What This Team Needs Is Leadership

Intangibles. I hate to use that term, but that's what the Red Sox need. Team leaders.

When you think of the 2004 team, they were loose. They didn't care about 86 years of ghosts or fictitious curses. They just played (and scored like crazy).

The 2007 team was different. It had lost Damon and Millar (clubhouse guys), but it had leaders, and it had sparks: young guys named Dustin Pedroia and Jacoby Ellsbury. Papelbon was thrilling.

By 2011, Manny Ramirez (a leader by default--few players will play with as good a hitter) was gone. Varitek was not his old self. The players could be taciturn (Youkilis), reserved (Adrian Gonzalez, it seems), or outright cranky (Ortiz -- not all the time, but more than usual). Papelbon wanted to be traded, and had said it more than once.

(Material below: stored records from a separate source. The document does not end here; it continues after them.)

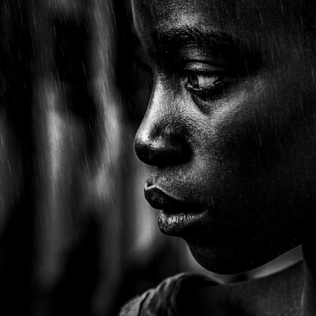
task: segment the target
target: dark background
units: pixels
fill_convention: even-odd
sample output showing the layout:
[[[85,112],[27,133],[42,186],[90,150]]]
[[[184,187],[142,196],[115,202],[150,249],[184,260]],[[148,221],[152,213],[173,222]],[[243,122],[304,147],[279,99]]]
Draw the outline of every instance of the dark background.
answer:
[[[0,314],[115,314],[129,299],[179,272],[232,281],[299,259],[296,249],[261,269],[221,276],[199,267],[182,240],[158,231],[158,213],[143,196],[150,168],[133,149],[152,76],[129,1],[1,0],[0,9]],[[97,64],[100,51],[105,61]],[[61,128],[43,118],[50,117],[49,91],[66,87],[55,89],[54,97],[93,127],[86,146],[88,156],[95,155],[101,123],[89,85],[100,64],[108,84],[98,93],[112,100],[104,116],[112,134],[103,133],[109,175],[101,183],[111,202],[85,212],[75,208],[68,217],[63,203],[69,197],[52,198],[41,184],[53,180],[45,161],[58,157],[43,148],[53,140],[51,131]]]

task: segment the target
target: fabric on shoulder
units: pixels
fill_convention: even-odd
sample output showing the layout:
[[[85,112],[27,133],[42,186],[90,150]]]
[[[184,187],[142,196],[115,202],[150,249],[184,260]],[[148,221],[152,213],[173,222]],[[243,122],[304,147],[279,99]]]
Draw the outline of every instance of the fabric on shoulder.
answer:
[[[192,291],[217,284],[201,275],[178,274],[129,301],[122,307],[119,316],[177,316],[176,300],[180,290]]]

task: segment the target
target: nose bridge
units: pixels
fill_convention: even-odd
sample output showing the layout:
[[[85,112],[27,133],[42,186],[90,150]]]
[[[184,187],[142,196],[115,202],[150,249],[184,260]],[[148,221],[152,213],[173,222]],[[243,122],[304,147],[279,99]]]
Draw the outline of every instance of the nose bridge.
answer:
[[[149,165],[179,163],[187,147],[184,126],[176,100],[158,81],[135,138],[138,157]]]

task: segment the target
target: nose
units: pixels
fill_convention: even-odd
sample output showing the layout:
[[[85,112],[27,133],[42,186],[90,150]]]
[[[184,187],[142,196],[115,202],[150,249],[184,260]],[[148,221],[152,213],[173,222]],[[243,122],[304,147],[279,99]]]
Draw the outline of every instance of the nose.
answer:
[[[178,165],[189,159],[189,147],[181,120],[150,107],[137,131],[134,149],[138,158],[151,166]]]

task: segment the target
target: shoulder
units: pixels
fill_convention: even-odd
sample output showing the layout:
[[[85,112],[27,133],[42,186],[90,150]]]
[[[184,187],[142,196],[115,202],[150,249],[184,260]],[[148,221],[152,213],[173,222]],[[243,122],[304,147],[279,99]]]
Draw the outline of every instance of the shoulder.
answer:
[[[181,273],[168,278],[156,288],[129,301],[121,310],[119,316],[177,315],[176,301],[180,290],[192,290],[217,283],[201,275]]]

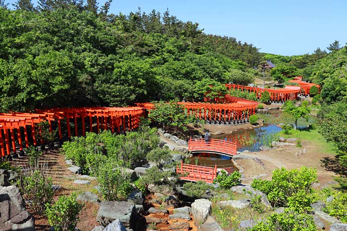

A potential dynasty had no chemistry.

Who's the guy everyone answers to? Can you imagine the look you got from Tek if you didn't run hard to first in 2003?

I happened to catch the Celtics owners on WEEI Wednesday morning, and they were asked about Paul Pierce and Kevin Garnett. "Those guys are natural leaders," came the answer. Yep.

Maybe part of the problem is that the Sox were too loaded -- they had too many great players, and everyone assumed things would take of themselves. But it just doesn't work that way. Group dynamics are really powerful -- if it's a group dinner, someone needs to make the call on which appetizers to order. Other people will wait for this, even people who might lead in other situations. Groups pick their own leaders.

All this said, maybe there are leaders on the Sox, and they're just quiet about it. But in the case of Pierce and Garnett, it's pretty obvious on the court who's taking charge.